Se realmente a demanda está crescendo mais que a produção, os transgênicos passam a ser uma boa opção?

 

Não. Os transgênicos não são simplesmente organismos geneticamente modificados, mas produtos criados em laboratórios que colocam a agricultura nas mãos do mundo financeiro e industrial. Não estamos mais diante da agricultura tradicional, mas de grupos que lançam mãos de transgênicos para controlar as sementes e impor o uso de insumos e venenos que produzem. Os transgênicos passam para as transnacionais o papel dos camponeses e povos originários de fazer o melhoramento das sementes e cultivar. Além disso, não existem estudos que comprovem que esses produtos não causam problemas à saúde.

 

 

Como o movimento avalia a política do governo com relação à reforma agrária em 2007?

 

A política de reforma agrária do governo Lula foi insignificante em comparação à ofensiva do capital na compra de terras e sobre o controle da produção agrícola no país. Os números divulgados neste ano confirmam a nossa avaliação de que a Reforma Agrária deixou de ser uma prioridade do governo Lula, que fez uma opção pela monocultura para exportação do agronegócio, que concentra terra e destrói o ambiente, beneficiando somente empresas estrangeiras e latifundiários. O governo está em dívida com os 150 mil trabalhadores rurais do movimento acampados em todo o país e precisa honrar os seus compromissos históricos com a Reforma Agrária e com o combate à pobreza no campo.

 

 

Se por um lado os números mostram 2007 como o pior ano da gestão Lula, de outro, o MDA afirma que 2007 foi o ano que mais se investiu em qualidade da reforma agrária nos últimos 10 anos. O argumento do MDA procede?

 

O aumento dos investimentos do ministério é importante, mas a Reforma Agrária depende antes de tudo de vontade política e coragem para enfrentar o agronegócio e mudar a política econômica, que beneficia por meio de empréstimos do Banco do Brasil e do BNDES as empresas transnacionais. O governo precisa criar coragem e cumprir a Constituição, que determina que áreas que desrespeitam a legislação trabalhista e ambiental, como fazem os produtores de cana, seja desapropriada e destinada para a Reforma Agrária.
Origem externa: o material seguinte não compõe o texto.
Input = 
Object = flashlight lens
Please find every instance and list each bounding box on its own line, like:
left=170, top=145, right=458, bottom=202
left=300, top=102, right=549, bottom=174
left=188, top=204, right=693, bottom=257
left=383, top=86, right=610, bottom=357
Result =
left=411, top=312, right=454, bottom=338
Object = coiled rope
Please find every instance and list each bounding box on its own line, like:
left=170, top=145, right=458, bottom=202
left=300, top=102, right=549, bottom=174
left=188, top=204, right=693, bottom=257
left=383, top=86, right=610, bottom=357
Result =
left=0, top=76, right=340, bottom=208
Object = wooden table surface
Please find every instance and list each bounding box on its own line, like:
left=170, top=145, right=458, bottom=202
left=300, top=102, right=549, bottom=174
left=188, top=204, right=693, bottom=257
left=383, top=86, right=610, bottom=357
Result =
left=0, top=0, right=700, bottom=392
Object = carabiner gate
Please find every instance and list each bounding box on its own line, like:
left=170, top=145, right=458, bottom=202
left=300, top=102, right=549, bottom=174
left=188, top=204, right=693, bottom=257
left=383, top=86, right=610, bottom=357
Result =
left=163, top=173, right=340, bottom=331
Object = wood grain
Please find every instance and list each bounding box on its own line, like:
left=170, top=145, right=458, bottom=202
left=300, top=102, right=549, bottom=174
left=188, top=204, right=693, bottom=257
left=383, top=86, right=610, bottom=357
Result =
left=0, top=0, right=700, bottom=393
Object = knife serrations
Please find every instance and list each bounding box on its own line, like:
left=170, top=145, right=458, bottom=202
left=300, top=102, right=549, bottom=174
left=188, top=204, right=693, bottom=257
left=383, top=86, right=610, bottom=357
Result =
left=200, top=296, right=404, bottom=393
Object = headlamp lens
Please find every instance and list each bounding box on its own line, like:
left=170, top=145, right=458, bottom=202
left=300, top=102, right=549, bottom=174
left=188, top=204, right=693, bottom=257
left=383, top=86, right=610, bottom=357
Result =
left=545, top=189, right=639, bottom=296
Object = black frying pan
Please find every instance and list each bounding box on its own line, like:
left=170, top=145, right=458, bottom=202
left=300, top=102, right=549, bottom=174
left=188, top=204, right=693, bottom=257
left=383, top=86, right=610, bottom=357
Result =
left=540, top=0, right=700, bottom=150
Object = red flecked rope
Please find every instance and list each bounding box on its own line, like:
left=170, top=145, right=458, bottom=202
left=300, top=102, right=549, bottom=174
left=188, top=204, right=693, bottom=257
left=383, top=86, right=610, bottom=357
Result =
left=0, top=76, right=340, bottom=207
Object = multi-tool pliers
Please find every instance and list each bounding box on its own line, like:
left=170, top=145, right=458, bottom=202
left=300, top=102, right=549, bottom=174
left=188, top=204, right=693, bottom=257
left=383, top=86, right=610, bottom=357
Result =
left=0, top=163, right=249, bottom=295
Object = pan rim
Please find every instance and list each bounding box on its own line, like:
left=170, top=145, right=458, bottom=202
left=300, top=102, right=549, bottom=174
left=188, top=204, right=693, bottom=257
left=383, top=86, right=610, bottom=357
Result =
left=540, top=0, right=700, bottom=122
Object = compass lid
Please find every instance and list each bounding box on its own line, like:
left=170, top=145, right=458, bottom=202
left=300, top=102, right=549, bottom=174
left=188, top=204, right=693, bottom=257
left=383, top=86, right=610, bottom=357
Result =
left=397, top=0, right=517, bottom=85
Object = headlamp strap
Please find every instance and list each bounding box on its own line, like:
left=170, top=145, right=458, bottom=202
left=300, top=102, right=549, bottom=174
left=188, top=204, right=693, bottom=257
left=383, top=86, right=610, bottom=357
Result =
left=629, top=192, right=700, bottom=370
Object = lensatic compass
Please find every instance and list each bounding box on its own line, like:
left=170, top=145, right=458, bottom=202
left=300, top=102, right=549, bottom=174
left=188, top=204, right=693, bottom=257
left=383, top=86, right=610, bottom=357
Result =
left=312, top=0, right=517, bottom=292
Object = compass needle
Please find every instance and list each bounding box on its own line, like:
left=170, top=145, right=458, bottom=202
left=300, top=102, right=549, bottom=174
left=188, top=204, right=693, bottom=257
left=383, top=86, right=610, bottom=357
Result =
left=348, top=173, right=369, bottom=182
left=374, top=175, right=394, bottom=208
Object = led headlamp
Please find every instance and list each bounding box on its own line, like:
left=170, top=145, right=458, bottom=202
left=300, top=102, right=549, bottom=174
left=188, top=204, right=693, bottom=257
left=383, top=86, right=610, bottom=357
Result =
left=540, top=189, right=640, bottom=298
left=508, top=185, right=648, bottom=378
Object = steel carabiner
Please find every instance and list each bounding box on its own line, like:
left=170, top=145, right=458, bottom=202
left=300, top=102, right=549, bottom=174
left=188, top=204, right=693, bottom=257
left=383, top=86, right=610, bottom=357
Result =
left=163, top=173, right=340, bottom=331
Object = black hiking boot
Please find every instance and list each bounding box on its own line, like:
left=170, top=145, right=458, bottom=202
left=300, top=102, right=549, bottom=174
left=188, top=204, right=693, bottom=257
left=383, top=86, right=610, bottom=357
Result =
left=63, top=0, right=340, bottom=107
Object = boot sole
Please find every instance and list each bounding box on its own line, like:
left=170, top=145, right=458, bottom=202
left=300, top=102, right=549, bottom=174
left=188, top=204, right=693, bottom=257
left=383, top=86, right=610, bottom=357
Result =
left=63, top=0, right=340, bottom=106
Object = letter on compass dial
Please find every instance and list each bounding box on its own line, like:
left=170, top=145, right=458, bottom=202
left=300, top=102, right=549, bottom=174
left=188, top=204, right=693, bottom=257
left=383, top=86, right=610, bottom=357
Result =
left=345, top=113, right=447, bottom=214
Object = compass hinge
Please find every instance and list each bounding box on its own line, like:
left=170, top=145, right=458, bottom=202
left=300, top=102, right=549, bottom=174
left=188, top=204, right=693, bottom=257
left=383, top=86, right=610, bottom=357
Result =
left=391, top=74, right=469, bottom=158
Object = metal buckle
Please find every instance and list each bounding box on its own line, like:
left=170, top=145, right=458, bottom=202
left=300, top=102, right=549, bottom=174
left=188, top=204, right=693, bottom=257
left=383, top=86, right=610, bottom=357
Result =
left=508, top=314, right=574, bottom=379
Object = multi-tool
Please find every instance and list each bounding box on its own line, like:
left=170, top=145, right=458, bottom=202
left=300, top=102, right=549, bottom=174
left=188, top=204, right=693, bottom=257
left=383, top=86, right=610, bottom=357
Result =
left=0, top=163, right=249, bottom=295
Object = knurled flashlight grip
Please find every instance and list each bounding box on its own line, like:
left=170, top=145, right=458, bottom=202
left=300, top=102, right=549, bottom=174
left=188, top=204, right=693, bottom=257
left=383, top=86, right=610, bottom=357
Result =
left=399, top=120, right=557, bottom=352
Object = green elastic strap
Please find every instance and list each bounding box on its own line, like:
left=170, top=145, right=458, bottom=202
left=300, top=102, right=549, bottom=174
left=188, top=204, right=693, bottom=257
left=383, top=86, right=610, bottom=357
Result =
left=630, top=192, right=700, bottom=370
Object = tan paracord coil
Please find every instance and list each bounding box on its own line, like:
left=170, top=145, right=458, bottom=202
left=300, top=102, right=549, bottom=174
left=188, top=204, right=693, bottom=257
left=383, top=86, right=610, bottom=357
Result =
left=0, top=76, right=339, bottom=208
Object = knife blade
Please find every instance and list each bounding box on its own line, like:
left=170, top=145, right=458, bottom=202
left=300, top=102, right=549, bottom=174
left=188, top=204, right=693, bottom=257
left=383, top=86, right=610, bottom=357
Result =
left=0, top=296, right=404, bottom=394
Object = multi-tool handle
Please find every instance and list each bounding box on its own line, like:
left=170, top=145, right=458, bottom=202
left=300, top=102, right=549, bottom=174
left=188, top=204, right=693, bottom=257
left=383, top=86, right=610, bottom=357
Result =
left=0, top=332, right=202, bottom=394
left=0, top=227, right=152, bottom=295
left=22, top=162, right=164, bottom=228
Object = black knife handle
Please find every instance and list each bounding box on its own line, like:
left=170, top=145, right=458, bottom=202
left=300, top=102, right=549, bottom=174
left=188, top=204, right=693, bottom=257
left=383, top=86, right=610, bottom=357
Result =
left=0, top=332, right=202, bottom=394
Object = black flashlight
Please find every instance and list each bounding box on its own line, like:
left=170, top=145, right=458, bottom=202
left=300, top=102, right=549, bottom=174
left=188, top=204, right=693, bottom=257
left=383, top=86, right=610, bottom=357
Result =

A compra e retomada de áreas públicas griladas deve continuar, mas o eixo de uma política fundiária que reverta a concentração de terras no páis é a desapropriação.

 

 

Esses recursos do MDA foram aplicados num modelo de reforma agrária que agrada ao movimento? Se não, quais são as principais críticas ao modelo?

 

O problema não é a forma como o ministério está investindo seus recursos, mas o papel que o governo reserva para o campo e para a agricultura. Em 2007, o governo federal pagou R$ 160,3 bilhões em juros, quatro vezes mais de tudo o que gastou no social e correspondente a 6,3% do PIB (Produto Interno Bruto), passando o dinheiro pago em impostos por toda a sociedade para o mercado financeiro e para especuladores, que investem justamente nas empresas transnacionais da agricultura. O ministro Cassel ignora essa brutal transferência de renda para as empresas do agronegócio quando comemora o investimento realizado no ano passado.

 

 

Qual deve ser a postura do MST frente à lentidão do governo na reforma agrária?

 

O MST e todos os movimentos da Via Campesina do Brasil, vão seguir fazendo luta, com ocupações de terras e protestos para denunciar a destruição ambiental e a concentração de terra pelo avanço do agronegócio. Em 2007, fizemos grandes mobilizações. Vamos seguir no trabalho de conscientização da população e alertar para esse perigo de desnacionalização de nossa agricultura. Infelizmente, nós não conseguimos avançar na resolução dos problemas concretos da classe trabalhadora. Nós esperamos que as mobilizações para o ano que vem aumentem e que essas mobilizações conscientizem o próprio governo Lula.